There is another type of approach, called **Off-Policy Monte Carlo**. In a typical off-policy MC algorithm, there will be two policies, respectively a _behavior policy_ and a _target policy_. The target policy is the one that we evaluate and try to improve upon, whereas the behavior policy is used to generate sample sequences (based on which we do the evaluation of target policy). By designing the behavior policy carefully, one can achieve more sophisticated / advantageous balance between exploration vs. exploitation.

For those interested, please read Sutton and Barto Chapter 5.5.

# Solving MDP: Gradient Methods <a name="solution_gradient"></a>

So far, all the approaches we have talked about (policy / value iteration, Monte Carlo methods) are examples of action-value methods - all of them try to estimate the value of actions or states, and then derive the optimal policy accordingly. Just like in the bandit case, there is the alternative of gradient-based methods, which instead **estimate the probability that each action should be taken, and then revises these probability estimates via a gradient-descent-style procedure**. For Finite MDPs, this is called the **policy gradient approach**.

The mathematics involved in policy gradient approach are more difficult and elaborate than the action-value approaches. Therefore, we are not going to dive deep into all its details and implementations. Instead, I will cover the basic idea and intuition.

## Policy Gradient <a name="policy_gradient"></a>

The basic ideas behind policy gradient are almost the same as the gradient methods for bandit model. Our goal is to estimate the probability of taking an action in a given state, and we do so via a softmax parameterization:
$$\pi(a | s, \theta) \doteq \Pr(A_t = a | S_t = s, \theta) = \frac{e^{H_t(a,s,\theta)}}{\sum_b e^{H_t(b,s,\theta)}}$$
where $H(.)$ is the **preference function** and $\theta$ is a set of parameters (explained later).

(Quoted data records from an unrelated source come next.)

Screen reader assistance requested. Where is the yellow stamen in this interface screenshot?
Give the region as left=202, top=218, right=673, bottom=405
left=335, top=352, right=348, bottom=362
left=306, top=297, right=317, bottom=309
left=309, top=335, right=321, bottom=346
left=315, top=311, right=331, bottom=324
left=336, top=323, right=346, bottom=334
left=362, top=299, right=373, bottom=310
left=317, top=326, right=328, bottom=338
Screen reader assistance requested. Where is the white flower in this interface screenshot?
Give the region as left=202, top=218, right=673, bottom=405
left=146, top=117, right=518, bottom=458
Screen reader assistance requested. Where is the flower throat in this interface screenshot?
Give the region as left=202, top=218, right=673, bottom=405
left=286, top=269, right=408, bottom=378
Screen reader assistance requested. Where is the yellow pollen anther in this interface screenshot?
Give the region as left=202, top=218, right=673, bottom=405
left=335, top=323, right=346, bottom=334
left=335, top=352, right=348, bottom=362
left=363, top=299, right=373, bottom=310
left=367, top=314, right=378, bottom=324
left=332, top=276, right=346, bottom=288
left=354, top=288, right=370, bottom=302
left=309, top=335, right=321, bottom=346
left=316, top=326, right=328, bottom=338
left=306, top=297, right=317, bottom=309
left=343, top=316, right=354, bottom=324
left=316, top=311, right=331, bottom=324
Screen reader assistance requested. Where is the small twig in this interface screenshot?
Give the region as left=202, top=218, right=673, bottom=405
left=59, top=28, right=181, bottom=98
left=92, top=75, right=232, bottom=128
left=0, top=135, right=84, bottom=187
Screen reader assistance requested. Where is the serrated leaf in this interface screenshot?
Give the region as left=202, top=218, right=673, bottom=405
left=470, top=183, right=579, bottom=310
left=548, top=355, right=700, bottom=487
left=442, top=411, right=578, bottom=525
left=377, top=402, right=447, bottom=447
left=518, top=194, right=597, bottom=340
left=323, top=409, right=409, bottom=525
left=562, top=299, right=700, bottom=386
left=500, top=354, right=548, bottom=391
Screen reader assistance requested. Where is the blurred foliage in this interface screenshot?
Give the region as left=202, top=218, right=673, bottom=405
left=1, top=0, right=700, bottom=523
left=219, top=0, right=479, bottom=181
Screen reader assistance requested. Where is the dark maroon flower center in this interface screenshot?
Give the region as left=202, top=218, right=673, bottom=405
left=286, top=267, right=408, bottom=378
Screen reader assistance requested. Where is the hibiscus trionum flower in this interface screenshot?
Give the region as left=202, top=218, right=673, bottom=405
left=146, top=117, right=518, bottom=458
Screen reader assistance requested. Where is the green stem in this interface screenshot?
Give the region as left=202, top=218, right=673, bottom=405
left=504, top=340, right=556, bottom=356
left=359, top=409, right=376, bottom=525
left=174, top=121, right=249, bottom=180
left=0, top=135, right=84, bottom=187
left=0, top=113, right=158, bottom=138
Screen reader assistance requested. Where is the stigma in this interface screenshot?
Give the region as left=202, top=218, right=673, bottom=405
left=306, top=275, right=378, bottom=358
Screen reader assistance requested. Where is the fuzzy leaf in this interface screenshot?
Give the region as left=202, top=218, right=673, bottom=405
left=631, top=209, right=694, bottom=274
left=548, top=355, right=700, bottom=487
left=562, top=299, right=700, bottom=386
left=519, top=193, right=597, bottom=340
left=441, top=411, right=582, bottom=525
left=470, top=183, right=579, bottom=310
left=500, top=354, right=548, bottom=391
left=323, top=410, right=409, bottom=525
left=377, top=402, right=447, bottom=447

<font color="blue">Note: this is a strictly more general formulation than what we had in the bandit case.</font> In particular, the preference function is defined over action-state pairs as well as some parameters, and it can be specified as you wish. For example:
- You could specify it as a linear function of state and action: $H_t(a,s,\theta) = \theta^{T} x(s,a)$, where $\theta$ are the coefficients and $x(.)$ is a function that encodes any state-action pair to a particular representation (we didn't really talk about this, you can read Chapter 9 of Sutton and Barto for more representation-related information, but for simplicity, you can just think of it as having one dummy indicator for each unique state-action pair);
- You could also specify it as the output of a neural network: $H_t(a,s,\theta) = DNN(a,s,\theta)$, where $\theta$ are the weights in the network. This is actually (a part of) the architecture used in AlphaGo.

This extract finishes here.